A page fault occurs when a process accesses a memory page that isn’t currently in RAM, either because it was never loaded yet or because it was swapped out. High page fault rates on a MongoDB instance usually mean the working set no longer fits in RAM and MongoDB is frequently fetching data from disk. Check Memory Available in the node section to confirm whether the host is under memory pressure.

System Resources¶

The lower section shows host-level metrics:

System Uptime: How long the host has been running. The display turns orange after 5 minutes and green after 1 hour. A low value may mean an unexpected host restart.
Load Average: One-minute load average. Turns orange at 10 and red at 20. Values above the number of CPU cores mean the host is overloaded.
RAM: Total physical memory on the host.
Memory Available: Percentage of memory currently available for applications. Turns orange below 5% and red below that. On modern Linux kernels, this is not the same as free memory alone.
Virtual Memory: Total of RAM plus swap space on the host.
Disk Space: Total disk capacity across all partitions. Note that this value can be over-reported in some installations where the same storage is counted multiple times.
Min Space Available: Lowest free disk space percentage across all partitions. Turns orange below 5% and green above 20%. A low value means at least one filesystem is nearly full.
Node: Link to the Node Summary dashboard for the underlying host.

CPU Usage¶

Shows CPU utilization over time as a stacked chart, broken down by mode: user, system, iowait, steal, and others.
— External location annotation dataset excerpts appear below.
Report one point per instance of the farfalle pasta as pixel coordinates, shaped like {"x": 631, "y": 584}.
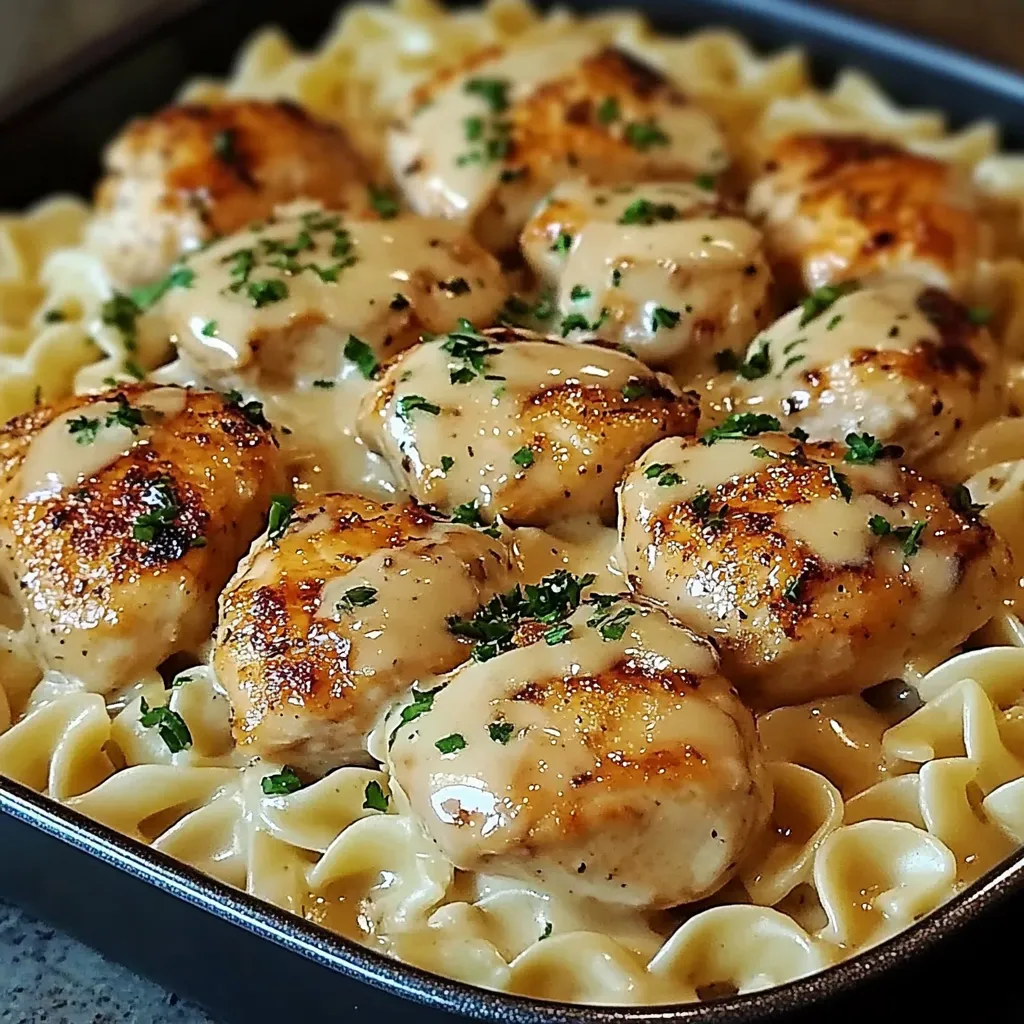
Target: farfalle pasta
{"x": 160, "y": 441}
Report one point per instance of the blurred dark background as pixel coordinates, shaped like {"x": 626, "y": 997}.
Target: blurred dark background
{"x": 38, "y": 34}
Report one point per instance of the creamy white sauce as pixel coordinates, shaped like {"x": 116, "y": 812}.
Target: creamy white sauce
{"x": 61, "y": 456}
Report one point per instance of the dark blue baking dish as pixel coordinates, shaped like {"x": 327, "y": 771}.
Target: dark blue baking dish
{"x": 248, "y": 962}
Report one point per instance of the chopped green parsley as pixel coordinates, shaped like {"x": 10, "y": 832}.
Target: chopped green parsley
{"x": 282, "y": 784}
{"x": 169, "y": 724}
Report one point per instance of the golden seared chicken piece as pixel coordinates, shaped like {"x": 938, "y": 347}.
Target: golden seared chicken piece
{"x": 483, "y": 142}
{"x": 310, "y": 294}
{"x": 667, "y": 270}
{"x": 901, "y": 360}
{"x": 502, "y": 423}
{"x": 123, "y": 514}
{"x": 816, "y": 568}
{"x": 608, "y": 759}
{"x": 192, "y": 173}
{"x": 839, "y": 207}
{"x": 335, "y": 613}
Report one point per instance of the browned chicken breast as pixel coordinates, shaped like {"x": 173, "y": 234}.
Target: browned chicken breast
{"x": 502, "y": 423}
{"x": 816, "y": 568}
{"x": 192, "y": 173}
{"x": 839, "y": 207}
{"x": 484, "y": 141}
{"x": 123, "y": 514}
{"x": 669, "y": 271}
{"x": 901, "y": 360}
{"x": 310, "y": 294}
{"x": 608, "y": 759}
{"x": 335, "y": 612}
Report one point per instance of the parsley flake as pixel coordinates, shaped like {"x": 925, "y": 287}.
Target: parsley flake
{"x": 416, "y": 402}
{"x": 642, "y": 211}
{"x": 644, "y": 135}
{"x": 374, "y": 797}
{"x": 910, "y": 538}
{"x": 562, "y": 244}
{"x": 252, "y": 411}
{"x": 960, "y": 499}
{"x": 162, "y": 509}
{"x": 356, "y": 597}
{"x": 821, "y": 298}
{"x": 523, "y": 457}
{"x": 758, "y": 364}
{"x": 740, "y": 425}
{"x": 280, "y": 516}
{"x": 83, "y": 429}
{"x": 880, "y": 525}
{"x": 451, "y": 744}
{"x": 282, "y": 784}
{"x": 664, "y": 317}
{"x": 794, "y": 589}
{"x": 700, "y": 504}
{"x": 501, "y": 732}
{"x": 842, "y": 483}
{"x": 169, "y": 724}
{"x": 636, "y": 389}
{"x": 607, "y": 111}
{"x": 263, "y": 293}
{"x": 558, "y": 634}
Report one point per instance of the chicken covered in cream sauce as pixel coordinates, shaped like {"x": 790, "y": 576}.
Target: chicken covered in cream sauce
{"x": 813, "y": 566}
{"x": 604, "y": 755}
{"x": 123, "y": 515}
{"x": 190, "y": 174}
{"x": 669, "y": 271}
{"x": 841, "y": 207}
{"x": 901, "y": 360}
{"x": 529, "y": 477}
{"x": 500, "y": 424}
{"x": 482, "y": 143}
{"x": 338, "y": 608}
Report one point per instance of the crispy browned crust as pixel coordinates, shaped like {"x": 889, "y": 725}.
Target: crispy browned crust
{"x": 76, "y": 553}
{"x": 269, "y": 644}
{"x": 232, "y": 162}
{"x": 754, "y": 558}
{"x": 876, "y": 204}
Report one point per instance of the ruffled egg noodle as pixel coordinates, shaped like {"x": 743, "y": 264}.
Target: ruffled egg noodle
{"x": 834, "y": 752}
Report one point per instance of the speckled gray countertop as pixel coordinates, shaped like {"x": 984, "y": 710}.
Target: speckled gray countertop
{"x": 47, "y": 978}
A high user percentage means application processes (including MongoDB) are driving the load. A high iowait percentage means the CPU is frequently waiting for disk I/O, which can point to a working set that doesn’t fit in memory. A high steal percentage means the host’s vCPU is being time-sliced by the hypervisor.

CPU Saturation and Max Core Usage¶

Shows normalized CPU load (load average divided by CPU count) and the maximum utilization of any single CPU core over time.

The normalized load shows whether the system is overloaded overall: values above 1.0 mean processes are waiting for CPU. The Max CPU Core Utilization line (on the right axis) shows whether work is concentrated on a single core, which can be a bottleneck even when overall CPU looks healthy.

Disk I/O and Swap Activity¶

Shows disk read throughput (positive Y axis) and disk write throughput (negative Y axis), plus swap in and swap out activity over time. Links to the Disk Performance dashboard for more detail.

Swap activity is a warning sign: if the host is swapping, RAM is exhausted and performance will degrade significantly. A sustained increase in disk reads can indicate that the working set has grown beyond what fits in memory.

Network Traffic¶

Shows inbound network throughput (positive Y axis) and outbound network throughput (negative Y axis) in bytes per second.

Unexpected spikes can indicate replication traffic, a client sending or receiving large result sets, or a backup in progress.